During the past three years, Linda Jennings, executive director of the Tustin Public Schools Foundation, has helped raise more than $41,000 for schools in the Tustin Unified School District.
For that, members of the Tustin Unified School District Board of Education honored Jennings and other foundation officers at ceremonies at the district office last week.
At a time of deep budget cuts, private support is needed more than ever to keep the quality of public education high, Jennings said. But rather than simply blame the politicians, she said they decided to do something about it.
The all-volunteer group was cited for "mobilizing the community and its resources in furthering excellence in all district schools."
"Public education is threatened by budgetary problems," Jennings said. "It's up to us to make sure it survives."
Formed in 1989 by a dozen parents, the foundation has provided grants to teachers with new teaching ideas.

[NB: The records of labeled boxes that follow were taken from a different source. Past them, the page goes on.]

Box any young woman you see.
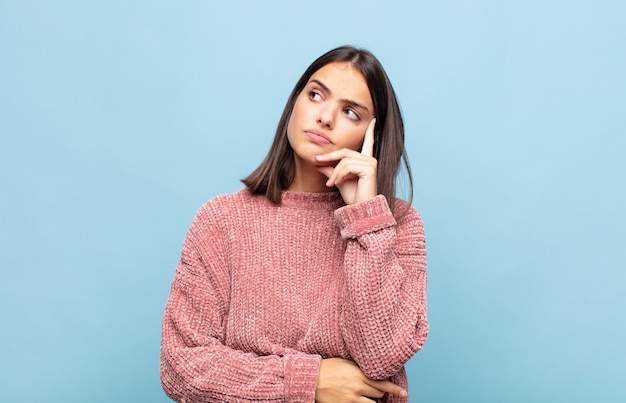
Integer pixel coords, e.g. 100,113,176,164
161,47,428,402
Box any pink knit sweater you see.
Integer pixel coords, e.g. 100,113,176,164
161,189,428,402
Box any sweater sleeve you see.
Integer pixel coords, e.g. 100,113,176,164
335,195,428,379
160,205,321,403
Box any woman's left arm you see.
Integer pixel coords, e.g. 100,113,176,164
335,195,428,379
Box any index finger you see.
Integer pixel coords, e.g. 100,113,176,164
361,118,376,157
364,379,408,397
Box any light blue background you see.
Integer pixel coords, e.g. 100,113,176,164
0,0,626,403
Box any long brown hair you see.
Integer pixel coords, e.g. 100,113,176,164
242,46,413,215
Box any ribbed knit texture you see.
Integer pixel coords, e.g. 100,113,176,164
161,189,428,402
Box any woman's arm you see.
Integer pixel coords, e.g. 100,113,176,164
335,195,428,379
161,208,320,402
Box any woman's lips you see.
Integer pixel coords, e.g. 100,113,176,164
305,130,331,144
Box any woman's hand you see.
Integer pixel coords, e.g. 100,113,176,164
315,358,407,403
316,119,378,204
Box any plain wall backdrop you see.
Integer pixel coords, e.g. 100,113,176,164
0,0,626,403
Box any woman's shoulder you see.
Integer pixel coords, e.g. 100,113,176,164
394,197,422,226
198,188,265,216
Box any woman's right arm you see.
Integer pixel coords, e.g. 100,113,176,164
161,207,320,403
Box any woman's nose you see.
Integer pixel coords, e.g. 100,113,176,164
317,107,335,129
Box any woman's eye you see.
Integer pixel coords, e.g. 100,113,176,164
309,90,322,101
345,108,361,120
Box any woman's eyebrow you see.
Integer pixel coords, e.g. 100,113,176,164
309,78,370,112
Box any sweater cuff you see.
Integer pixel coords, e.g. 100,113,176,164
285,355,322,403
335,195,396,239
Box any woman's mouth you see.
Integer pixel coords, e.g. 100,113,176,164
305,130,331,144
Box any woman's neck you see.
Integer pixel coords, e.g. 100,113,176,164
287,158,336,193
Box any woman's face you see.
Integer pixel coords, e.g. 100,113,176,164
287,62,374,164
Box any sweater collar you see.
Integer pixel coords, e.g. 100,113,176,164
280,190,344,210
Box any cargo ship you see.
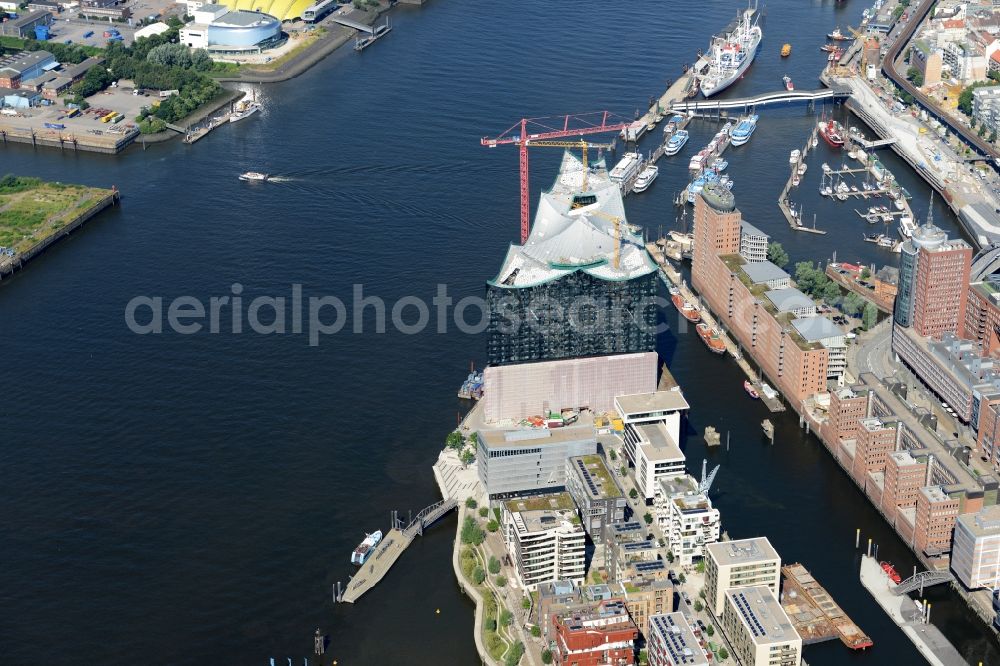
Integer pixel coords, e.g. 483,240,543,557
351,530,382,567
781,564,874,650
695,322,726,354
699,7,763,97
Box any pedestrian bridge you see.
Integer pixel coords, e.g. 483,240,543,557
331,15,375,35
892,571,955,597
670,86,852,111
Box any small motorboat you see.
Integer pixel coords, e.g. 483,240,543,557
632,164,660,192
240,171,270,183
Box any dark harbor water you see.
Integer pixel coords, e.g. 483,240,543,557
0,0,1000,666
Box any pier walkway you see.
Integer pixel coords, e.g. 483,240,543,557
340,499,458,604
861,555,968,666
670,85,851,112
778,127,826,234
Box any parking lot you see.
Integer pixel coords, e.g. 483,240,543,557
0,88,159,136
44,12,135,47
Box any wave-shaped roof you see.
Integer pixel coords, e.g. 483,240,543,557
218,0,308,21
490,151,656,289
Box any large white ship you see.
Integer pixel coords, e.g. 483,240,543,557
698,7,764,97
351,530,382,567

It has donated money to buy equipment and materials, for field trips and other projects that expand traditional school programs.
Jennings said every school in the district has received grants covering such programs as art, technology, special education, English literature, math labs, science and oceanography.
Teachers may seek "small grants" of up to $500 for individual projects and "large grants" from $1,000 to $5,000 when the project involves more than one classroom, grade level or school, she said.
Jennings said to qualify for a grant, the teacher or teachers must show that the project is a new way of teaching the subject, such as when kindergarten and first-grade teachers from several elementary schools requested money to buy large-print books.
Two panels--one for the small grants and another for the large grants--review the grant applications and recommend to the foundation's 24-member board of directors which to approve, Jennings said.
When the foundation started, it received $1,000 in donations. This year, it hopes to raise more than $50,000, she said.
Nancy Cast, the foundation's first president, said the foundation will give money only to programs the district can't provide.
"We are very careful," Cast said. "We won't try to do those things the district should do."
Cast, an active parent volunteer in three Tustin schools, said it is also important for the foundation to bring public awareness to the problems of public schools.
"We can't sit idly by," she said. "We want to be part of the solution."
Jennings, the foundation president last year, said private donors give from $1 to amounts "significantly higher," and even come from families who have no children in the school system.
In some instances, corporations sponsor projects. One is the planned $150,000 project to provide state-of-the-art science laboratories for Tustin, Hillview and Foothill high schools.
She said the foundation also holds the annual five-kilometer and two-kilometer Dinosaur Dash in November, which attract as many as 2,000 sponsored runners.
"There is strong sense of community here," Jennings said.